The ISS based CALET (Calorimetric Electron Telescope) detector is directly measuring the energy spectrum of electron+positron cosmic rays up to 20 TeV with an expected energy resolution of 2%. With an estimated proton rejection capability of 1 : 10^5 and an aperture of approximately 1200 cm^2 sr, it will provide good statistics even well above one TeV. This precise spectrum is going to be analysed for signatures from nearby astrophysical sources such as pulsars and supernova remnants (SNR), as well as from Dark Matter annihilation and decay.
In this presentation I will give an overview of the CALET project and its current status, as well as show possible methods to analyse the data for selected physics cases.

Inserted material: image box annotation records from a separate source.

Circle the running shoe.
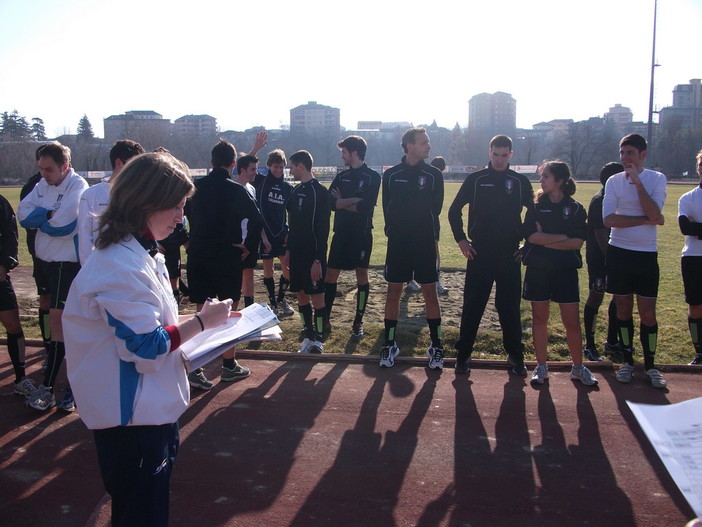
[507,355,527,377]
[220,361,251,382]
[570,365,599,386]
[688,353,702,368]
[24,384,56,412]
[278,298,295,317]
[646,368,668,388]
[13,377,37,398]
[380,344,400,368]
[531,363,548,384]
[56,386,76,414]
[188,368,214,391]
[307,340,324,353]
[583,346,604,361]
[351,324,363,342]
[615,364,634,382]
[427,346,444,370]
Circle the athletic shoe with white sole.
[380,344,400,368]
[12,377,37,398]
[351,324,363,342]
[427,346,444,370]
[24,384,56,412]
[646,368,668,388]
[188,368,214,391]
[614,364,634,383]
[531,364,548,384]
[570,365,599,386]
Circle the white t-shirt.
[678,186,702,256]
[602,168,666,252]
[78,181,110,265]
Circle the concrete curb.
[9,338,702,373]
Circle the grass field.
[0,182,693,364]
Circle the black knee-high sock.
[278,276,290,302]
[324,282,337,318]
[427,317,441,348]
[263,276,276,307]
[583,304,597,348]
[39,309,51,353]
[617,318,634,366]
[298,304,315,340]
[687,317,702,355]
[7,333,25,382]
[43,340,66,388]
[639,324,658,370]
[314,306,329,342]
[385,318,397,346]
[353,284,370,325]
[607,298,619,344]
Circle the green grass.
[0,179,694,364]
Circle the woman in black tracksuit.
[522,161,597,385]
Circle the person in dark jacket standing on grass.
[380,128,444,369]
[448,135,534,375]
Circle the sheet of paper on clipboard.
[626,397,702,518]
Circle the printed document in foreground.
[626,397,702,518]
[180,304,282,372]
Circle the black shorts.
[290,251,327,295]
[329,231,373,271]
[680,256,702,306]
[242,251,258,269]
[384,236,439,284]
[32,256,51,295]
[42,262,80,309]
[587,263,607,294]
[0,275,17,311]
[261,239,288,260]
[188,251,243,304]
[607,245,660,298]
[522,265,580,304]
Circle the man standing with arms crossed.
[78,139,144,265]
[324,135,380,342]
[253,149,295,316]
[187,139,260,390]
[602,134,668,388]
[380,128,444,370]
[17,142,88,412]
[448,135,534,375]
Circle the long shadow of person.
[533,385,636,527]
[171,361,347,525]
[291,367,438,527]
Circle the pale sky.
[0,0,702,137]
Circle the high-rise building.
[103,110,171,145]
[173,115,217,136]
[605,104,634,129]
[660,79,702,131]
[468,91,517,135]
[290,101,341,136]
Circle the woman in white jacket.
[63,153,231,526]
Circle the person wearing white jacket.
[63,153,232,526]
[17,142,88,412]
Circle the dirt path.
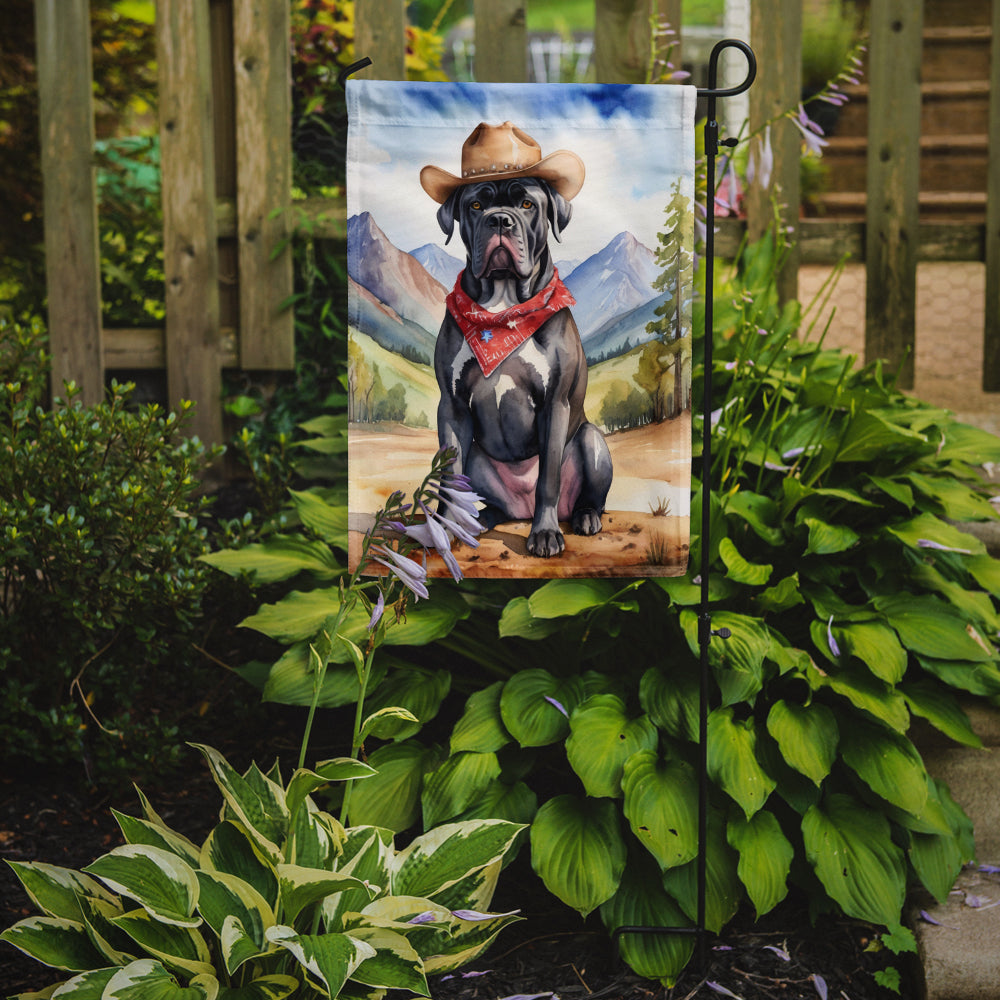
[348,414,691,578]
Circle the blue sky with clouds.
[347,80,696,260]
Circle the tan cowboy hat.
[420,122,584,204]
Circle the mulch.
[0,736,919,1000]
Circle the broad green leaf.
[288,490,347,549]
[566,694,659,799]
[840,718,927,815]
[350,740,439,833]
[875,595,996,663]
[886,513,986,555]
[767,699,839,786]
[84,844,201,927]
[900,680,983,747]
[708,708,776,819]
[192,743,288,862]
[531,795,625,917]
[663,810,744,934]
[392,819,523,899]
[500,669,584,747]
[601,857,694,987]
[451,681,510,753]
[199,535,344,584]
[622,750,698,869]
[7,861,115,921]
[499,597,565,639]
[802,794,906,926]
[528,580,618,618]
[420,752,500,829]
[278,865,374,923]
[803,517,860,556]
[719,538,774,587]
[726,809,795,919]
[0,917,105,972]
[365,668,451,741]
[111,809,199,866]
[267,924,375,997]
[351,926,430,996]
[639,663,700,742]
[111,910,213,976]
[101,958,219,1000]
[199,820,278,907]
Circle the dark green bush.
[0,321,219,777]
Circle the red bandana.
[445,271,576,375]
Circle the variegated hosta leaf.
[0,917,106,972]
[622,750,698,869]
[278,865,375,922]
[500,670,584,747]
[112,910,213,976]
[420,752,500,827]
[392,819,523,899]
[101,958,219,1000]
[199,820,278,909]
[7,861,117,920]
[267,924,375,997]
[192,743,288,864]
[566,694,659,799]
[767,699,840,786]
[708,707,776,817]
[802,794,906,925]
[601,856,694,986]
[726,809,795,918]
[198,871,275,975]
[531,795,625,916]
[350,740,440,833]
[84,844,201,927]
[111,809,199,868]
[342,927,430,997]
[451,681,511,754]
[840,719,927,815]
[663,810,743,934]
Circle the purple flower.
[368,545,430,597]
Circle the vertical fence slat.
[233,0,295,369]
[35,0,104,404]
[354,0,406,80]
[983,0,1000,392]
[748,0,802,301]
[473,0,528,83]
[865,0,923,389]
[156,0,222,443]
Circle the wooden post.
[473,0,528,83]
[865,0,924,389]
[354,0,406,80]
[233,0,295,369]
[35,0,104,405]
[748,0,802,302]
[156,0,222,444]
[983,0,1000,392]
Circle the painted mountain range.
[347,212,665,361]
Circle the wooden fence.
[35,0,1000,441]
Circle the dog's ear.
[438,188,461,246]
[548,187,573,243]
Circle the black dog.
[434,176,612,557]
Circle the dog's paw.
[573,507,601,535]
[528,528,566,559]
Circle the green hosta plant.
[0,746,521,1000]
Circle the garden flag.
[347,80,696,577]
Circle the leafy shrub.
[0,323,218,776]
[215,232,1000,981]
[0,746,521,1000]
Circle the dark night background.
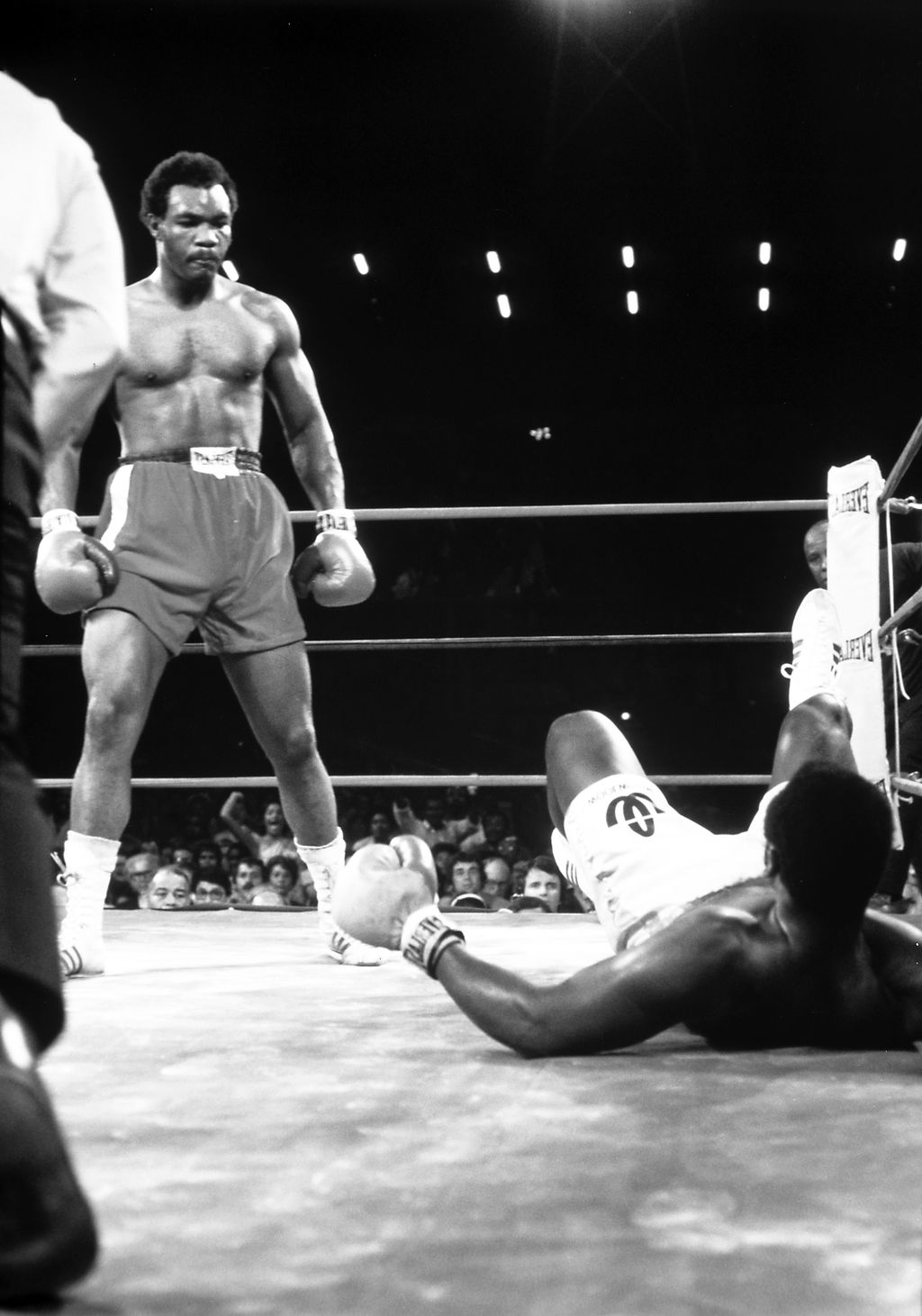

Pulsars and Dark Matter are candidates for the postulated extra source emitting an equal amount of electrons and positrons that is regarded as the origin of the positron excess. Assuming a single pulsar is the extra source, the limits on a potential additional component from Dark Matter annihilation in the galactic halo expected to be obtained from 5 years of CALET observation are presented. It is shown that CALET could significantly improve upon current limits, especially for Dark Matter candidates with a large fraction of annihilation directly into electron+positron, such as the LKP (Lightest Kaluza-Klein particle).
As a possible case of a Dark Matter only explanation of the positron excess, Dark Matter decaying in a 3-particle leptonic mode was studied, as it is not constrained by anti-proton measurements and multiple theories predict suitable Dark Matter candidates. Based on the expected signal and background in CALET, the potential to discern the signatures of this decay from a pulsar being the extra source is shown.
Furthermore, the influence of a nearby SNR as an additional spectrum component in the TeV region and the prospects of using anisotropy information to identify cosmic rays originating from nearby astrophysical sources are discussed.